Из-за того, что она сильно страдала, ей разрешили надеть джинсы, но сверху обязательно длинную юбку. Это было таким счастьем – хоть так, но носить брюки! Другие девчонки носили брюки, у кого были родители, а Эльмира ходила в школу с длинной юбкой, под которой были джинсы. И даже этот факт её радовал. Эльмира мечтала о том дне, когда ей разрешат носить брюки. Ей говорили: «Выйдешь замуж – муж разрешит тебе носить всё, что захочешь». И Эльмира мечтала выйти замуж, чтобы ей разрешили носить брюки.

Все школьные предметы, кроме иностранных языков, Эльмира осваивала блестяще. Она очень хотела продолжить учёбу после школы, получить высшее образование. Помимо учёбы, Эльмира страстно мечтала играть на музыкальных инструментах.
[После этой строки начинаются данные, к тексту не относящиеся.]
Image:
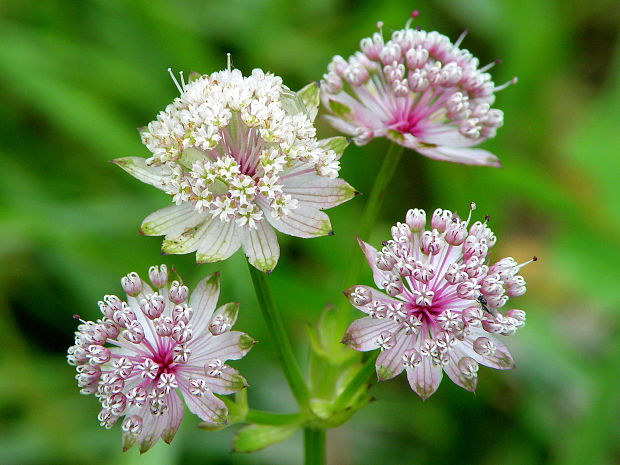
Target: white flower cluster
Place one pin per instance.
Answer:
(228, 142)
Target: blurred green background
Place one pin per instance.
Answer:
(77, 78)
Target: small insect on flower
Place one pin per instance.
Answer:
(159, 346)
(240, 158)
(417, 89)
(440, 307)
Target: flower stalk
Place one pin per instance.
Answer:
(280, 339)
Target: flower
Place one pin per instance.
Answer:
(418, 90)
(147, 350)
(440, 305)
(239, 157)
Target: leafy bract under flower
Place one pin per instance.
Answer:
(156, 348)
(239, 157)
(417, 89)
(439, 309)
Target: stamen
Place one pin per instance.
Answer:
(174, 79)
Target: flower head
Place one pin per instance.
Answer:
(239, 157)
(156, 348)
(417, 89)
(440, 307)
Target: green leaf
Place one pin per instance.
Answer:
(256, 437)
(310, 96)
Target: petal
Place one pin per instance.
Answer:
(455, 374)
(154, 426)
(203, 301)
(467, 156)
(221, 239)
(261, 246)
(232, 345)
(208, 407)
(174, 417)
(500, 360)
(171, 220)
(370, 253)
(425, 378)
(137, 167)
(375, 295)
(363, 333)
(318, 192)
(229, 382)
(304, 221)
(187, 241)
(390, 362)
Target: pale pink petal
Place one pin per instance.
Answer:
(221, 239)
(137, 167)
(375, 296)
(455, 373)
(363, 333)
(500, 359)
(261, 246)
(203, 301)
(425, 378)
(174, 417)
(171, 220)
(304, 221)
(390, 362)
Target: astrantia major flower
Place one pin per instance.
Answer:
(239, 157)
(156, 348)
(417, 89)
(440, 307)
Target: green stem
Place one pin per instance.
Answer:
(259, 417)
(369, 218)
(314, 446)
(280, 338)
(365, 372)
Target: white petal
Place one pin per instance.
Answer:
(363, 333)
(221, 239)
(467, 156)
(318, 192)
(171, 220)
(137, 167)
(203, 301)
(304, 221)
(261, 246)
(186, 241)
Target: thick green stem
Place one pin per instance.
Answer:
(314, 446)
(362, 376)
(279, 338)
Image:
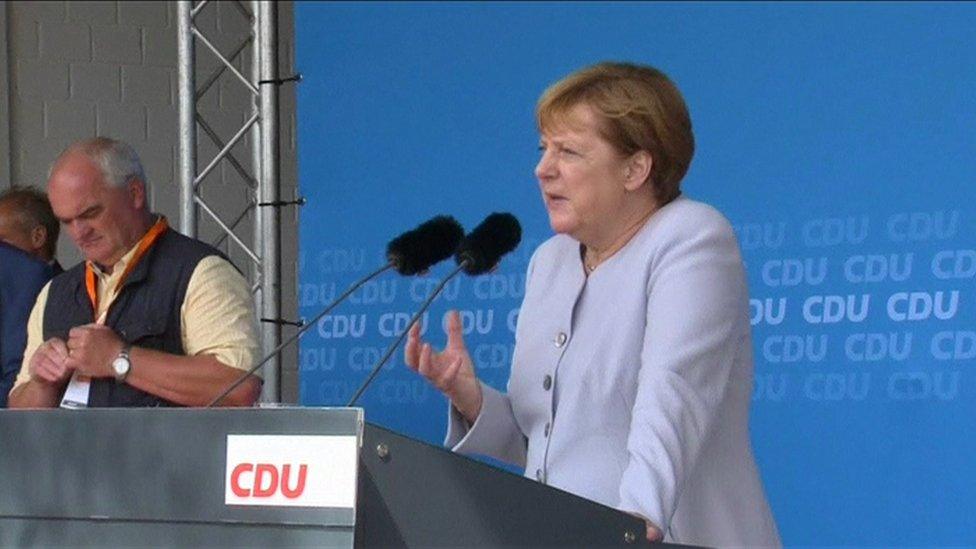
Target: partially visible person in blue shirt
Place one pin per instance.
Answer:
(28, 222)
(21, 278)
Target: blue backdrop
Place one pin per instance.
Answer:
(838, 139)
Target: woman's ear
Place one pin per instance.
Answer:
(638, 170)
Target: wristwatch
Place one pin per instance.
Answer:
(121, 364)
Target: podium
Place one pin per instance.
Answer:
(235, 477)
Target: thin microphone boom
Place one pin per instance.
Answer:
(410, 253)
(301, 331)
(389, 350)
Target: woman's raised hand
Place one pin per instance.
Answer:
(450, 370)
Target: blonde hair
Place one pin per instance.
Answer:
(640, 110)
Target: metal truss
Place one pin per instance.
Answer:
(260, 174)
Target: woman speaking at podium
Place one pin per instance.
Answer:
(632, 372)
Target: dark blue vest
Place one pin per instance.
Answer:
(146, 312)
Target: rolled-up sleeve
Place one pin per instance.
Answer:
(218, 315)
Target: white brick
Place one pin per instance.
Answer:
(165, 200)
(231, 21)
(146, 85)
(40, 80)
(117, 44)
(206, 19)
(61, 42)
(163, 123)
(36, 11)
(71, 120)
(37, 158)
(26, 122)
(125, 122)
(24, 42)
(104, 13)
(96, 82)
(145, 14)
(158, 164)
(159, 46)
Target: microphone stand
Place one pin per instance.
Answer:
(393, 347)
(301, 331)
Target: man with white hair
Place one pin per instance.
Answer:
(150, 318)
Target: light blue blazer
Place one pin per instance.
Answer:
(632, 387)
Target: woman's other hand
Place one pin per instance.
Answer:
(450, 370)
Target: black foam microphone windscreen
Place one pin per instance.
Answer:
(433, 241)
(481, 250)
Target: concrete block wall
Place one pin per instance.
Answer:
(73, 69)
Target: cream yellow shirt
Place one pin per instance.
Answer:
(217, 313)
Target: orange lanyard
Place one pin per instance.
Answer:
(147, 241)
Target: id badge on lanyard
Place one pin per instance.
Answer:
(77, 393)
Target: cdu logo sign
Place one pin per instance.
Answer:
(293, 471)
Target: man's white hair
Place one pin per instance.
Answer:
(116, 159)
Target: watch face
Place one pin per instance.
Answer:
(121, 366)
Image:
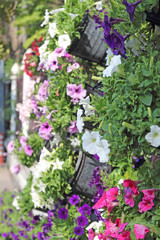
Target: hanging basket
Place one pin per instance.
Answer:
(84, 169)
(90, 46)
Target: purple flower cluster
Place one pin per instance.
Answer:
(45, 131)
(43, 90)
(130, 7)
(76, 92)
(27, 148)
(96, 179)
(74, 200)
(63, 213)
(114, 39)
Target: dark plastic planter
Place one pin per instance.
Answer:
(154, 18)
(82, 178)
(90, 45)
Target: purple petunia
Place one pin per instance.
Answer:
(78, 231)
(43, 90)
(73, 127)
(130, 7)
(63, 213)
(74, 200)
(45, 131)
(85, 209)
(28, 150)
(82, 221)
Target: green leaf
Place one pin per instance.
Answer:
(146, 99)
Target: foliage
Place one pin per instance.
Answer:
(24, 198)
(36, 143)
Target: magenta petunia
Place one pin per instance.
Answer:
(43, 90)
(23, 141)
(15, 169)
(73, 127)
(28, 150)
(45, 131)
(10, 146)
(76, 92)
(130, 7)
(82, 221)
(146, 204)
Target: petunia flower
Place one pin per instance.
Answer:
(28, 150)
(130, 7)
(140, 231)
(145, 205)
(63, 213)
(82, 221)
(73, 127)
(154, 136)
(64, 41)
(10, 146)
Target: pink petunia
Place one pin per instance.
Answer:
(132, 185)
(104, 202)
(28, 150)
(59, 52)
(43, 90)
(73, 128)
(129, 196)
(23, 141)
(146, 204)
(53, 61)
(149, 193)
(124, 236)
(45, 131)
(140, 231)
(10, 146)
(91, 234)
(76, 92)
(112, 194)
(15, 169)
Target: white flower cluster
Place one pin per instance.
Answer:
(93, 143)
(112, 63)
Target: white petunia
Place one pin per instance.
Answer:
(103, 150)
(36, 198)
(154, 136)
(90, 141)
(46, 18)
(52, 29)
(115, 61)
(64, 41)
(44, 154)
(87, 107)
(80, 123)
(58, 164)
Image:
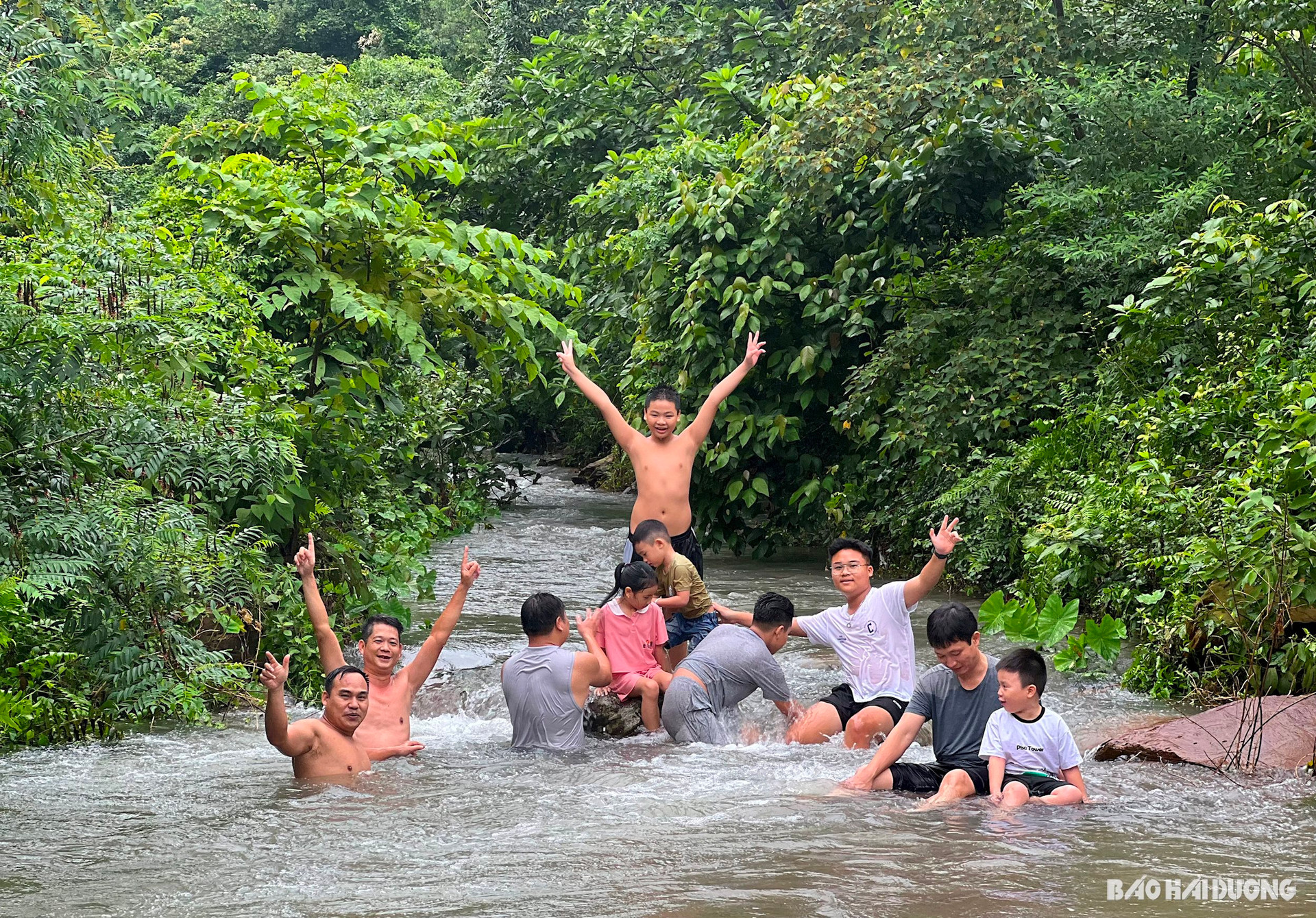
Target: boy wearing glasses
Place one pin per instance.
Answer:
(873, 638)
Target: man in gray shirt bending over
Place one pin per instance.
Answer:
(725, 668)
(957, 696)
(548, 685)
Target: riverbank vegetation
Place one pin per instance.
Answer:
(296, 267)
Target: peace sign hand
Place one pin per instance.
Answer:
(945, 537)
(568, 356)
(470, 569)
(274, 673)
(306, 559)
(753, 350)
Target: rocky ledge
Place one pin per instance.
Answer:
(1278, 733)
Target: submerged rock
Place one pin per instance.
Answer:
(605, 716)
(1278, 734)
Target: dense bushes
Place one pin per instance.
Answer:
(1043, 264)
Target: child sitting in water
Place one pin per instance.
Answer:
(685, 600)
(1029, 751)
(632, 634)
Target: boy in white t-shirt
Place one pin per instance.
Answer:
(873, 639)
(1029, 751)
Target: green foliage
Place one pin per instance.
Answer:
(1049, 625)
(1018, 261)
(70, 98)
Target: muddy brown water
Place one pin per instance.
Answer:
(210, 822)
Однажды она пришла домой и сказала маме, что хочет поступить в музыкальную школу. Мама поддержала её. Они сходили в музыкальную школу, поинтересовались, есть ли свободные места. Им ответили, что все места уже заняты.

Эльмира очень расстроилась, но не отказалась от своей мечты. Она решила добиться своего, чтобы её приняли в музыкальную школу. Без мамы Эльмира обычно никуда не ходила, но в тот день, не спросив разрешения, она отправилась в музыкальную школу. Школа располагалась в палатке, далеко от дома. Зайдя внутрь и отодвинув штору, она с искренним желанием попросила принять её.